Boleh saja perasaan seperti itu, ada ketika bangsa kita sudah 69 tahun merdeka. Kemerdekaan itu belum dirasakan semua bangsa Indonesia. Di daerah tertentu, hak beribadah dan mendirikan gereja dilarang. Pendidikan dan penanganan kesehatan hanya dinikmati di kota. Masih banyak daerah yang belum menikmati cahaya listrik dan air minum. Papua masih belum merasakan kemerdekaan itu; harga premium di Jakarta Rp.6.500, namun di Papua harga 1 liter premium Rp.30.000, bahkan lebih.
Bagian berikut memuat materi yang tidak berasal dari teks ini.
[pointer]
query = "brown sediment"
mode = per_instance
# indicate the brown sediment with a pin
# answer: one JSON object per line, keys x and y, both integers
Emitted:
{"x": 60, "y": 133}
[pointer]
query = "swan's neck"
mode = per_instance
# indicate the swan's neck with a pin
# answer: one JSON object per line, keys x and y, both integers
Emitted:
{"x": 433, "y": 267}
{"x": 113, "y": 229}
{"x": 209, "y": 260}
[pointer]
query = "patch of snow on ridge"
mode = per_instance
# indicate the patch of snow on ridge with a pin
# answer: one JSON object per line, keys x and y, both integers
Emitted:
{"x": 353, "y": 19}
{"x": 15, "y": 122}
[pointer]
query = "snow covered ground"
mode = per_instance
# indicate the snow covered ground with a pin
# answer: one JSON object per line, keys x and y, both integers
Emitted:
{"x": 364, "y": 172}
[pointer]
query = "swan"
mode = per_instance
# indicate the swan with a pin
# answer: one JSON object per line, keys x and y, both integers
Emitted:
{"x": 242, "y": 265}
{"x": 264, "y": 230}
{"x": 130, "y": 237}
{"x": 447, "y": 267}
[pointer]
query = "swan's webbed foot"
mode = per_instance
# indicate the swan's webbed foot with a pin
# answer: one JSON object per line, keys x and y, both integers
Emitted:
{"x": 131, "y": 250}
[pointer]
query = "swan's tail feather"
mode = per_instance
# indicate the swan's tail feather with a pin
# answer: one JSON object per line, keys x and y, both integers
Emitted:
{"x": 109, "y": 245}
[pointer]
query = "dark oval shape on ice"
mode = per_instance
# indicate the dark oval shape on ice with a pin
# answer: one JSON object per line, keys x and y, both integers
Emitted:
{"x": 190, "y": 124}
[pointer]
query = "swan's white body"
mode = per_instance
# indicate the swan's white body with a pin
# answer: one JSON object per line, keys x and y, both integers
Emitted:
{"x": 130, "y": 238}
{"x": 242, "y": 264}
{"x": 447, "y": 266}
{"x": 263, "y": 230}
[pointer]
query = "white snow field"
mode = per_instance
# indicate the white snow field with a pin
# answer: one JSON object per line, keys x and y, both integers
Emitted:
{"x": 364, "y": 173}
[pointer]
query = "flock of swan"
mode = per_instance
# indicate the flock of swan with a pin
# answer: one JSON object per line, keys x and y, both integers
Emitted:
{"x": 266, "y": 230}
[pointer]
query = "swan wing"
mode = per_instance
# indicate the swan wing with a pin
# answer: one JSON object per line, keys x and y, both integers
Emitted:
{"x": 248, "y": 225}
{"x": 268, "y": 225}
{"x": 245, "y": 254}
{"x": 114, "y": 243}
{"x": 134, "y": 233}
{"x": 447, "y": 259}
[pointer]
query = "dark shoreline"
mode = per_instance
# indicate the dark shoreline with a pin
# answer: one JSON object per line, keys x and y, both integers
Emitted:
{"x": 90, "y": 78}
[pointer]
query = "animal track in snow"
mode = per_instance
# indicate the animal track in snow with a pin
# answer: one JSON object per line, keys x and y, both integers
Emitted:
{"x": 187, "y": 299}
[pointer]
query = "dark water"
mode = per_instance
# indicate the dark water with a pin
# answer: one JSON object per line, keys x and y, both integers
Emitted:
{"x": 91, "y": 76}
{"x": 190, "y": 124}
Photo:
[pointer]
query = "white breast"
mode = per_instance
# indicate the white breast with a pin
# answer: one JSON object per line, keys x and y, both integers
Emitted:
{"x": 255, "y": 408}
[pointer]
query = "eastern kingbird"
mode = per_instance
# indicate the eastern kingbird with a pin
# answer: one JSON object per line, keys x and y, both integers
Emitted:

Hari ini kita bersyukur karena bangsa kita dibebaskan Tuhan dari penjajah. Dari kacamata iman Kristen, kemedekaan itu adalah anugerah Tuhan, bukan karena perjuangan bangsa kita. Itu sebabnya, kotbah hari Minggu ini, Mazmur 67: 2-8 mengajak bangsa kita untuk bersyukur kepadaNya, karena Dia yang membebaskan bangsa kita, 69 tahun lalu. Rasa syukur kita kepadaNya, karena kemerdekaan itu, kita perlihatkan dalam persatuan. Bersatu dalam keberagaman; bersatu dalam kepelbagaian (pluralisme). Tuhan menciptakan kita dalam keberagaman dan perbedaan, supaya dengan perbedaan itu kita boleh saling melengkapi. Perbedaan itu bukan untuk pertentangan, tetapi untuk saling melengkapi.
Hari ini kita merayakan hari kebebebasan bangsa kita dari kuasa penjajah. Rasa syukur kita atas kebebasan itu harus kita perlihatkan dengan kehidupan yang rukuan dan damai. Mengingat 350 tahun bangsa kita dijajah, 346,5 oleh Belanda dan 3,5 dijajah Jepang, boleh saja kita dipancing untuk tidak senang kepada Belanda dan Jepang karena mereka menindas bangsa kita. Apabila kita tidak senang kepada mereka karena penindasan, kita pun harus menjauhkan diri dari penindasan terhadap sesama kita. Adalah penjajahan dan penindasan apabila kita membatasi kebebasan kelompok lemah dan minoritas. Adalah penindasan apabila aspirasi golongan lemah tidak dihiraukan pemerintah dan penguasa. Pada masa Orde Baru, tidak dimasalahkan apabila orang Batak menjadi Kepala Kantor Wilayah (Kakanwil) di Jawa Barat, atau Sulawesi Selatan. Dengan adanya UU Otonomi Daerah, menjadi masalah apabila orang Batak menjadi Kepala Dinas di Kalimantan atau Sulawesi. Ternyata kemerdekaan itu belum hak segala bangsa.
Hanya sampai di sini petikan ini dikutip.